I actually was never cognizant that I was "behind the times" as a female athlete until my freshman year in college. I was looking at the results board outside my college coaches' office (who was female by the way) and saw very few NCAA results. Most of the track and field and cross country results were listed as AIAW championships. I started to inquire about that organization and why there was limited history for women in the NCAA. I didn't realize at that time that my generation was on the cutting edge of women in sports.
When I began to pursue my own coaching career, I started to become aware of the differences in opportunities and the differences in attitudes toward women in sport. Again I was fortunate. I was given an opportunity to coach both a men's and women's team at Saint Francis University as my first coaching job. I clearly remember sitting in an IC4A coaches meeting (there may have been two other female coaches in a room of 50-60 men) and hear for the first time some of my male counterparts complain that the introduction of women's events watered down the meet and they just wanted to finish the competition and go home, not have to wait for women to also compete. That was eye-opening and motivating to me at the same time. I was determined to gain the respect of my colleagues!

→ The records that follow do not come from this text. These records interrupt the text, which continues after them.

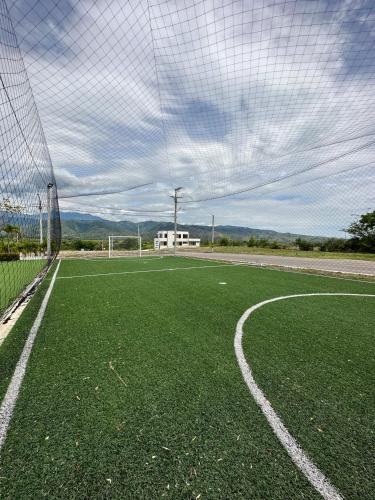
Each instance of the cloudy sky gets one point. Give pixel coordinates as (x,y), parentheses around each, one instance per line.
(262,110)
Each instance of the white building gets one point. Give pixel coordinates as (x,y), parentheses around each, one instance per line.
(165,239)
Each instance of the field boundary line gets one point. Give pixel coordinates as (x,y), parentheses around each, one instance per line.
(314,475)
(141,271)
(10,398)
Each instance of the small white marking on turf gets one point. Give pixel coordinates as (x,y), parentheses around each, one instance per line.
(10,398)
(309,469)
(144,271)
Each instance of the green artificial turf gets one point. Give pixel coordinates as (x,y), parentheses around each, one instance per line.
(133,390)
(289,252)
(314,357)
(14,277)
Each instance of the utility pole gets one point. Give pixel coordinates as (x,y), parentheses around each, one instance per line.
(40,220)
(139,241)
(49,216)
(175,199)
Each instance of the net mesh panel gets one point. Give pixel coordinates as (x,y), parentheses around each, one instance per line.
(25,172)
(263,111)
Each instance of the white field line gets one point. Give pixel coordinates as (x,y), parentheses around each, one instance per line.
(106,259)
(10,398)
(308,468)
(147,271)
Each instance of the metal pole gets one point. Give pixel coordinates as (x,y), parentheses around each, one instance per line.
(175,199)
(139,241)
(40,221)
(49,216)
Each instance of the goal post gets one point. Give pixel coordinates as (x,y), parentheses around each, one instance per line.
(124,245)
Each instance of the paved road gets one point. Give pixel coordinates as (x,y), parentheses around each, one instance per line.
(347,266)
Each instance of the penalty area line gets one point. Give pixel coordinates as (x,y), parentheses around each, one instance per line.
(147,271)
(10,398)
(314,475)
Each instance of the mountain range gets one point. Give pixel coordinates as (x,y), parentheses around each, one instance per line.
(85,226)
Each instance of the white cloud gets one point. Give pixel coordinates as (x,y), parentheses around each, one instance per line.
(217,98)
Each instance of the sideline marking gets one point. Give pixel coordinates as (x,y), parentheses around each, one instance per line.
(147,271)
(302,461)
(10,398)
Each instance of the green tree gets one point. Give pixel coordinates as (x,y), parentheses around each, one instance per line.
(304,244)
(363,231)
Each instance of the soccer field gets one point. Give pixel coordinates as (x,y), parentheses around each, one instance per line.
(135,387)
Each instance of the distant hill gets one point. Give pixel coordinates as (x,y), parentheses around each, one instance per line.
(90,227)
(78,216)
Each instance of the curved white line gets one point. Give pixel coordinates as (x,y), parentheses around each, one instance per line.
(308,468)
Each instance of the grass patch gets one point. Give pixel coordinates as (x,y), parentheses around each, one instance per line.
(133,389)
(13,344)
(317,369)
(14,278)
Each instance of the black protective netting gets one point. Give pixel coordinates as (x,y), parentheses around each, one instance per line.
(263,111)
(26,176)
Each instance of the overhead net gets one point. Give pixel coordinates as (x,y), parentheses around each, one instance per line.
(29,231)
(262,111)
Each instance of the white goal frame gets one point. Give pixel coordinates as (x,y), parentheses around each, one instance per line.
(111,238)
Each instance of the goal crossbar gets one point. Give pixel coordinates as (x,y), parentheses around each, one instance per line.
(111,239)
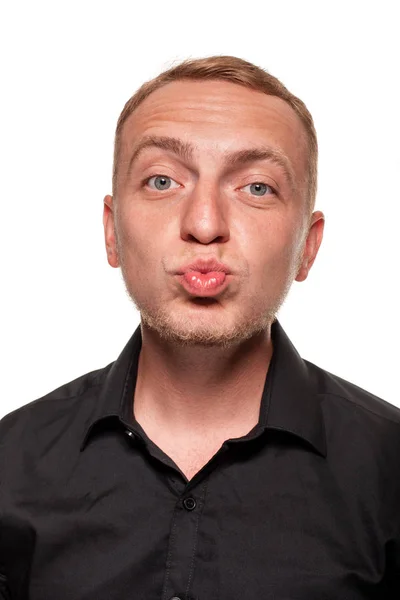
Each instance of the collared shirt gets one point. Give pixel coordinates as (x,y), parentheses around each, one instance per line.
(306,506)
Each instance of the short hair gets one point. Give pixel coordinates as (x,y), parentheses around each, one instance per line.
(235,70)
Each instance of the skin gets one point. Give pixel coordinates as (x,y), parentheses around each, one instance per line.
(211,357)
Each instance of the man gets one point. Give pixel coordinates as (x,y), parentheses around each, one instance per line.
(210,461)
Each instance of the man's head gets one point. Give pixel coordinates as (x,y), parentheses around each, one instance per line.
(238,156)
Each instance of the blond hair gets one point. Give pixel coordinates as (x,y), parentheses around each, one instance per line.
(235,70)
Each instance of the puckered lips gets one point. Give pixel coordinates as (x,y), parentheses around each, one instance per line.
(204,277)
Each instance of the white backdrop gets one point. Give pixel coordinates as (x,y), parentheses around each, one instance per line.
(68,68)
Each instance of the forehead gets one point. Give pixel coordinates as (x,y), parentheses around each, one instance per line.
(218,116)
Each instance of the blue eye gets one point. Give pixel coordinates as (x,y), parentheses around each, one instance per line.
(161,182)
(259,188)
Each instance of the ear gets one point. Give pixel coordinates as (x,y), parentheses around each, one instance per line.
(109,232)
(311,247)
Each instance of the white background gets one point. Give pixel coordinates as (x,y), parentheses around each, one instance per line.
(67,70)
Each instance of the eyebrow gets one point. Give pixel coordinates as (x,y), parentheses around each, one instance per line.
(233,160)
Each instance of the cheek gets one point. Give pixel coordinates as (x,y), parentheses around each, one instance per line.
(271,246)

So when I think of the people who laid the foundation for women in sport and pushed for Title IX legislation, my gratitude is twofold. There are amazing females who came before me to demand opportunities, showcase their individual talents against many odds, and endure hearing a multitude of "NOs" along the way. But there were also courageous men who recognized what women were capable of. They stood up for us, countering the voices of their colleagues and at the risk of losing their own opportunities. Yet they encouraged women to move to the front of the line to a space that they helped create for women's athletics.

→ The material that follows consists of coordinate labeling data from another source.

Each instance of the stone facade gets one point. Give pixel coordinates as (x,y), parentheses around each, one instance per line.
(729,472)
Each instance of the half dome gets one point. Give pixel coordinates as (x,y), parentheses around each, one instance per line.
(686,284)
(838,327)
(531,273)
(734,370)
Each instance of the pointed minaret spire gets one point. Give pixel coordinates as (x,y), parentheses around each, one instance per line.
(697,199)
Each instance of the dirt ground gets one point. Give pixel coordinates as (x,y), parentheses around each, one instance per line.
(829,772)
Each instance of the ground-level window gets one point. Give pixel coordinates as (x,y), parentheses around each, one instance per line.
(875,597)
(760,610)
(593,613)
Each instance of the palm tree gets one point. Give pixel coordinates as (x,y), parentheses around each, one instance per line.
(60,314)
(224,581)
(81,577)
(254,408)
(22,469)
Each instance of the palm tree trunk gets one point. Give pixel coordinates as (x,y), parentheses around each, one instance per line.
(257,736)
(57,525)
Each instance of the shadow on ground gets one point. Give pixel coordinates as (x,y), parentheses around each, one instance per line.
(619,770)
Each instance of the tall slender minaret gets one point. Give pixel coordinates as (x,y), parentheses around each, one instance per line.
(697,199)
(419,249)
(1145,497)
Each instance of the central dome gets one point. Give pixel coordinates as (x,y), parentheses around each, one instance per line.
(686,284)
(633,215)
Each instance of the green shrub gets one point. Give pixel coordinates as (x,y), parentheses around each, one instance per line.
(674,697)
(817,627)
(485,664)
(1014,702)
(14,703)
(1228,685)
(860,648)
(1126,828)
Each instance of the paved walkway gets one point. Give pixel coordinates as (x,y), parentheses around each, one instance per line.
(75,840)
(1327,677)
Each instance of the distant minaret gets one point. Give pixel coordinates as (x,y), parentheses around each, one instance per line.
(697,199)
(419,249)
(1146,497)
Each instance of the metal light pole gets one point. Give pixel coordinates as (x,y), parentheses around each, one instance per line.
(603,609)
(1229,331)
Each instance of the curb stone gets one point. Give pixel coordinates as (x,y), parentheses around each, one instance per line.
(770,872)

So Title IX created a space for me to be competitive as an athlete, pursue my goals at a high level and never doubt that it was possible! Title IX has also allowed me to have a career spanning decades in a college athletic arena where I have had the opportunity to help young men and women navigate a critical time in their lives through sports. I am forever grateful to the people that made that possible!
Change takes investment of character, investment of time and investment of financial resources to create new spaces of opportunities. In the 42 years since that first women's NCAA national cross country championship, only six women have coached a national championship team (fortunately the past three championships have been won by female coaches). During my time in the sport of track and field, I have seen the triple jump, the hammer throw, the pole vault and the 3000m steeplechase be added as women's NCAA events. More women are pursuing coaching but women are not staying in coaching. We need help to make it possible for women to have families, be active with their families and still have the time and resources to be effective leaders of their athletic teams. So the impact of Title IX is significant but the work of those trailblazers needs to be continued by our generation to protect the spaces and opportunities that were created for women's athletics. We must continue to advance the mission for women in sports without shrinking the competitive spaces for our male counterparts.